Patients with acute myeloid leukemia given annamycin demonstrated tolerable safety and preliminary efficacy with the agent, according to topline results from a phase 1/2 study.
Treatment with annamycin in patients with acute myeloid leukemia (AML) showed tolerable safety and preliminary efficacy with an objective response rate of 80%, according to topline results from a phase 1/2 study (MB-105; NCT03388749).1
Annamycin has an FDA fast track designation for the treatment of relapsed or refractory AML as well as an orphan drug designation. The agent also has fast track and orphan drug designations for the treatment of soft tissue sarcoma lung metastases.
“We are very pleased with these topline results, both in terms of safety and the initial data suggesting efficacy, especially since these patients were relapsed or refractory,” said Walter Klemp, chairman and chief executive officer of Moleculin, in a press release, “Given the recently published research showing that annamycin in combination with cytarabine substantially outperformed annamycin as a single agent in an aggressive AML mouse model, these topline results are encouraging as we continue to develop annamycin in combination with cytarabine for the treatment of AML. Having previously announced the start of our open label MB-106 trial of annamycin in combination with cytarabine for the treatment of AML phase 1/2 trial in Poland and Italy, we are optimistic about annamycin’s potential for the treatment of AML, as we continue to gather the data that ultimately will be necessary to support approval.”
The open-label, single-arm study enrolled 20 subjects who were aged 60 years or older with relapsed or refractory AML. The patients have a median of 4 prior lines of therapy (range 1-18).

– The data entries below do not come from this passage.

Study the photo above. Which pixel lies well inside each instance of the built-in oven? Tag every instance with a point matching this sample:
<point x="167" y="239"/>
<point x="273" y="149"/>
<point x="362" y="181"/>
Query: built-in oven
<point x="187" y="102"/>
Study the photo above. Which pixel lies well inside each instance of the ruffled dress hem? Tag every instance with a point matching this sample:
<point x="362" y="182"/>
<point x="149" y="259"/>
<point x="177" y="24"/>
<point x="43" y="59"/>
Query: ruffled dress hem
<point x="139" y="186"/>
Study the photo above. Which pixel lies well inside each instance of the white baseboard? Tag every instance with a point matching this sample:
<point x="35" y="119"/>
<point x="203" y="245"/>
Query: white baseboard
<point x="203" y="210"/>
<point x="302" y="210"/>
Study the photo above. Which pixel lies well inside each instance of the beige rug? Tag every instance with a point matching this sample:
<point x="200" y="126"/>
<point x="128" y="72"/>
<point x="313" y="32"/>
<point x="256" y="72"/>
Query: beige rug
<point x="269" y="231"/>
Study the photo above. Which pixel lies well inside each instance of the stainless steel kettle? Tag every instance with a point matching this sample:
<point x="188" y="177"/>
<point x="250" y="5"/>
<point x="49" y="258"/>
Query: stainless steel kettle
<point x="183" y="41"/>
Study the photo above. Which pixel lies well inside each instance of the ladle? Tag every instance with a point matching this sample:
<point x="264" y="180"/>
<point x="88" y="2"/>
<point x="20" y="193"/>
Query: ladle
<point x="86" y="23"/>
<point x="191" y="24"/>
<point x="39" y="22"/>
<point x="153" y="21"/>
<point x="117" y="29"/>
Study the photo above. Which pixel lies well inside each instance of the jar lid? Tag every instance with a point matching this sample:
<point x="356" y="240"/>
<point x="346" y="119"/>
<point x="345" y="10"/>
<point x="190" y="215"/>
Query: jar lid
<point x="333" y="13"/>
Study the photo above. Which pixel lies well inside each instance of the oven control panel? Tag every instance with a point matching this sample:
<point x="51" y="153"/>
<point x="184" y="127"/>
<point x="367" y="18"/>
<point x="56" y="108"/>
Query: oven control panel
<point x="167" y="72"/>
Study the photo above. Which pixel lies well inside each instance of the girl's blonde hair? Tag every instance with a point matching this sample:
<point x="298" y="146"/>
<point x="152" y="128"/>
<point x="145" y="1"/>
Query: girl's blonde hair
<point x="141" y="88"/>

The study followed a 3 + 3 design in which patients were treated with a starting dose of 120 mg/m2/day for 30 days, then the dose was escalated. After cohort 0 began with the starting dose of annamycin, treatment at 30-mg/m2/day occurred in increment for cohorts 1 through 5 until patients were enrolled at the 240 mg dose level.1,2
The study is investigating safety determined by the maximum-tolerated dose and the recommended phase 2 dose (RP2D) of annamycin. In February for 2022, the RP2D was determined to 240 mg/m2. The secondary end points of the study include pharmacokinetics and anti-leukemic activity.
Toplines results showed that 1 patient experienced a complete response with incomplete recovery of peripheral blood count, and 3 patients achieved partial response. In terms of safety, the common adverse events were hematologic toxicities, including neutropenia, thrombocytopenia, and anemia.1
Regarding the safety findings, Klemp stated, “We also are encouraged by the absence of cardiotoxicity with annamycin to date. This is particularly relevant in light of a recently published retrospective study showing that the incidence of heart failure more than doubles for cancer patients treated with anthracyclines compared to cancer patients not receiving anthracyclines. annamycin was designed to be non-cardiotoxic, and we believe the initial safety data, if replicated along with efficacy data as our development work continues, suggest an opportunity for annamycin to become a preferred anthracycline treatment for AML and other indications.”